Many of the complaints about parent governors arise from exactly the same misunderstanding of their role - that they are there not to be representative of that element of the school community but to represent parents. So thinking of how much staff would object if parents pursued specific agendas may help to understand why staff governors cannot.
The GB is made of different stakeholders but each of those must look to be part of a corporate decision making body which serves the best interests on the school. That does not always work of course but when it does it can achieve a lot. I know GBs of all flavours and luckily quite a few are pretty effective.
Staff governors have one place ringfenced for the HT (which must remain vacant if they decline in writing to be a governor), and then - if they have a total of three or more staff governors on their Statutory Instrument - one place will be for a teacher (but if no teacher is nominated any staff member may fill the vacancy) and one for a support staff member (but if no support staff member is nominated a teacher may fill the vacancy) and thereafter the vacancy can for be for any staff member to fill. Once on the GB, and especially if numbers are low and there are only 2 staff on the SI, they encompass all staff of course.
I would endorse what cbl has said and add a further comment on the danger of the staff governor setting him/herself up as 'representing' the staff. It's not a position I would want any member of staff to put themself in, let alone an NQT. The danger is that staff might expect the governor to 'speak out' on issues for them, as if that governor must somehow carry a specific mandate from the majority of staff.
No governor should be in that position, let alone a very inexperienced teacher.
What's the difference between "being a representative" of staff and "representing" staff?
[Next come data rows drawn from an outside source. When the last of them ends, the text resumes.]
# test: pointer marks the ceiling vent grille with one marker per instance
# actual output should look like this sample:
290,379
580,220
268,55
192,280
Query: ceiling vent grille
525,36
That sounds like one of those obscure semantic arguuments that has no practical significance. If the point cbl is making is that SGs are there to take decisions in the best interests of the school overall (like any any other type of governor) then I agree. If the suggestion though is that in the debate and discussion preceding a decision a SG shouldn't articulate the views of staff then I don't agree. I don't agree with anything Middlemarch says, and I think Middlemarch misrepresents what cbl said as well. SGs don't "set themselves up" to represent staff, they are elected by staff for that very purpose.
How can I have misrepresented cbl when all I said was that I agreed with what he said? My second point was exactly that - a second point.
It's your right to disagree with me. I merely offered the opinion that an NQT in particular might be placed in a vulnerable position if they felt they were there to represent the 'views' of the rest of the staff.
That is certainly not the case; any staff governor should bear in mind what s/he perceives to be the way in which the majority of staff might view a particular issue, but they can and should express their own view and vote accordingly.
Whether or not an NQT has sufficient experience to be a staff governor isn't really relevant to the question of the proper role of staff governors. If an NQT is too inexperienced for the role then staff won't elect an NQT. That doesn't invalidate the point that staff gvnrs are supposed to represent staff on the gov body. If a staff member didn't want the responsibility of representing the views of staff they presumably wouldn't stand for election. I agree with your last paragraph.
Your postig read to me as saying that cbl didn't think staff governors should be 'representing' the staff and you endorsed that view. cbl didn't say that and drew a distiction between "being a representative" of staff and "representing" staff.
Then you read it wrong. I said I endorsed what cbl had said and I do still. You have inferred that I put my own spin on that, which I did not.
I added that I felt there WAS a danger IF any member of staff did set themselves up as representing staff.
Moreover, read my comments again. I in no way said that I thought an NQT did not have the experience to be a governor and I never would say that.
We'll just have to agree to disagree on that then.